Prior research has found self-reported duty hours to be accurate when comparing self-reported data to actual time spent in the hospital.5,6,10 The outpatient setting of our study may account in part for the inaccuracy of self-reported EHR use.
There is concern that residents may minimize self-reported duty hours to avoid noncompliance with ACGME standards. We attempted to control for these inaccuracies by asking residents to estimate their after-hours use of the EHR and found that resident self-reports overestimated their EHR use.
Our results are consistent with earlier studies that found that objective tracking of data identifies noncompliance with the ACGME duty hour standards.11 Although the total time residents spent on the EHR after hours was small (approximately 1 hour per week), half of the instances of noncompliance identified by our study were greater than 30 minutes.
Measuring the level of resident burnout has been used previously to track the effects of duty hour restrictions, and studies have shown decreased levels of burnout after duty hour reductions.8,9 We did not find a correlation with burnout and the amount of time spent on the EHR after hours.

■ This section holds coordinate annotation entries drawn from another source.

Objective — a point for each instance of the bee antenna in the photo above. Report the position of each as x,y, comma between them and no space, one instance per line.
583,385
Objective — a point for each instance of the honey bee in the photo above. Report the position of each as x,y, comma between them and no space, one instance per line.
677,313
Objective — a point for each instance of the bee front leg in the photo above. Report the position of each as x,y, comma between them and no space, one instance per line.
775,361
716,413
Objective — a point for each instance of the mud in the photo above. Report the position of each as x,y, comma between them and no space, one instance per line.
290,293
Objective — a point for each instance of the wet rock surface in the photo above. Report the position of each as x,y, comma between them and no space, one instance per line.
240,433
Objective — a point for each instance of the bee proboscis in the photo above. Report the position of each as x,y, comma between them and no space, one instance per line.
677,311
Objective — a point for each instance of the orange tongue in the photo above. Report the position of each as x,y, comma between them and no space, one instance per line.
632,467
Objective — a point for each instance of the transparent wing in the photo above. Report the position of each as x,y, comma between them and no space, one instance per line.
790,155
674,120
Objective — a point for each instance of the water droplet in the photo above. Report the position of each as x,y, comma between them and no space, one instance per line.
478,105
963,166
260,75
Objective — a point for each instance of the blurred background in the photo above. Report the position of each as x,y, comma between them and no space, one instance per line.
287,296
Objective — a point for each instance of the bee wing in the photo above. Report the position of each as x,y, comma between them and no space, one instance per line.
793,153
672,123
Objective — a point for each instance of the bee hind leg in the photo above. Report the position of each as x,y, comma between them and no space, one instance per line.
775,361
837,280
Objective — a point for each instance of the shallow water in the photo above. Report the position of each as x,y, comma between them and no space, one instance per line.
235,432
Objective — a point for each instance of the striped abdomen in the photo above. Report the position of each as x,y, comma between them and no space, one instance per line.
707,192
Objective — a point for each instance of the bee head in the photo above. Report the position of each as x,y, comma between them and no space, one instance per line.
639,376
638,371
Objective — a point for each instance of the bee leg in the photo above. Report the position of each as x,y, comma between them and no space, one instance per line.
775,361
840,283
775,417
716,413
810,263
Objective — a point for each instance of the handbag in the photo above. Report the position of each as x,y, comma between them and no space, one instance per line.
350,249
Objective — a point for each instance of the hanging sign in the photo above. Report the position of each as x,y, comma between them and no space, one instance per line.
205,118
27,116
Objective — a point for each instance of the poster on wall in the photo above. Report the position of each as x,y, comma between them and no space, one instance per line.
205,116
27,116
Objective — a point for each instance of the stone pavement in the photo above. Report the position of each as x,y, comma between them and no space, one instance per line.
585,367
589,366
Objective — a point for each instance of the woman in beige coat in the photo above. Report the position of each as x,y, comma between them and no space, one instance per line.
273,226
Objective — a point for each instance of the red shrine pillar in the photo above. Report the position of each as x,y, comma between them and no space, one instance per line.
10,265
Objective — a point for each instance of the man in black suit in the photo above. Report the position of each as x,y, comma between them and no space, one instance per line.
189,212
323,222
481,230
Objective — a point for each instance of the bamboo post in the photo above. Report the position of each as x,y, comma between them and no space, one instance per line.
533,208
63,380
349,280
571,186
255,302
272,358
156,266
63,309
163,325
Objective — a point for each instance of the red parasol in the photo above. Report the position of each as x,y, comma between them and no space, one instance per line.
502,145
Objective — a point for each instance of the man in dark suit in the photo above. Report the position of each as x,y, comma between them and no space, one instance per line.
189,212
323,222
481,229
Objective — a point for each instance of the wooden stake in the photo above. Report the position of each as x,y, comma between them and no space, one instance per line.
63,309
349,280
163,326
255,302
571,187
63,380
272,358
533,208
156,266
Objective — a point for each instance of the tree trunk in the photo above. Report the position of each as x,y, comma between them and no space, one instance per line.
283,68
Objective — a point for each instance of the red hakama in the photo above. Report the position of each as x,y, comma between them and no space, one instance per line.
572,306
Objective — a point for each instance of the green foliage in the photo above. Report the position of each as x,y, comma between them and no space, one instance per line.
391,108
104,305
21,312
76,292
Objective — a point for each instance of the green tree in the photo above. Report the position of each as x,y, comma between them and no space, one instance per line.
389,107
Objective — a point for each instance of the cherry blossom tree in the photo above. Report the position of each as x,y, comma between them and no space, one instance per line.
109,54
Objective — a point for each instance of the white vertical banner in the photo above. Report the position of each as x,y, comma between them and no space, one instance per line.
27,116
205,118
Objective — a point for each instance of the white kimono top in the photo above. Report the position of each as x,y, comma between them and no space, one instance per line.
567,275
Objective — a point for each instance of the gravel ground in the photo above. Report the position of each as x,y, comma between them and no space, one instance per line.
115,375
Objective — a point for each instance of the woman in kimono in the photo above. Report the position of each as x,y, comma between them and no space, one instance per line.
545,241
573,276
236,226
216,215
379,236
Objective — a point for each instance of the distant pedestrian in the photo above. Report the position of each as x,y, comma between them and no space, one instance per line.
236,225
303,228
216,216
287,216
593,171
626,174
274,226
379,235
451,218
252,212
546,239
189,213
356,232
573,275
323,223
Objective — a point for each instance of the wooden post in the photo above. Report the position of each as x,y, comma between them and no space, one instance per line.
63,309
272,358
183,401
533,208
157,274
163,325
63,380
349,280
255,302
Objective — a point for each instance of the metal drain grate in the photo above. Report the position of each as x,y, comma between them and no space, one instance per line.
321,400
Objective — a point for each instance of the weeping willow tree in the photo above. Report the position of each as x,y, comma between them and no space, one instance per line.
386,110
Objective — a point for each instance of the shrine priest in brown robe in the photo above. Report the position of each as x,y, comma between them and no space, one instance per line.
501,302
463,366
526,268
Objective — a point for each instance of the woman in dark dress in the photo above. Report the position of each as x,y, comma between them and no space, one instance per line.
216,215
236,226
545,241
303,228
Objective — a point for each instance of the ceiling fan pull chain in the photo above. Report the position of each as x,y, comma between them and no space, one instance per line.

There are several limitations in our study. The study had a small sample size and was performed at a single institution, limiting generalizability. Although the EHR system automatically logs users off after a period of inactivity, duty hour violation calculated from EHR logs may not be accurate as residents may have been engaging in other, non–work-related activities during the time they were logged on. Our study also assumed that resident self-reported logged duty hours accurately reflect their actual hours. Our EHR usage and burnout surveys were created internally.
Conclusion
Residents at a large university internal medicine clinic were not able to accurately estimate the time spent using an outpatient EHR, resulting in added instances of duty hour noncompliance. However, there was no evidence that after-hours EHR use increases negative outcomes, such as burnout. Because the primary purpose of regulating duty hours is to reduce fatigue and burnout that could lead to medical errors, the utility of requiring programs to report after-hours EHR use is questionable.
References
Author notes
Meghan Gilleland, MD, is Resident Physician, Internal Medicine, Georgetown University Hospital; Katherine Komis, MD, is Ambulatory Chief Resident 2012-2013, Georgetown University Hospital; Sonya Chawla, MD, is Ambulatory Chief Resident 2011-2012, Georgetown University Hospital; Stephen Fernandez, MPH, is Research Analyst, Medstar Health Research Institute; Mary Fishman, MD, is Associate Professor of Medicine, New York University School of Medicine; and Michael Adams, MD, is Professor of Medicine, Georgetown University Hospital.
Funding: The authors report no external funding source for this study.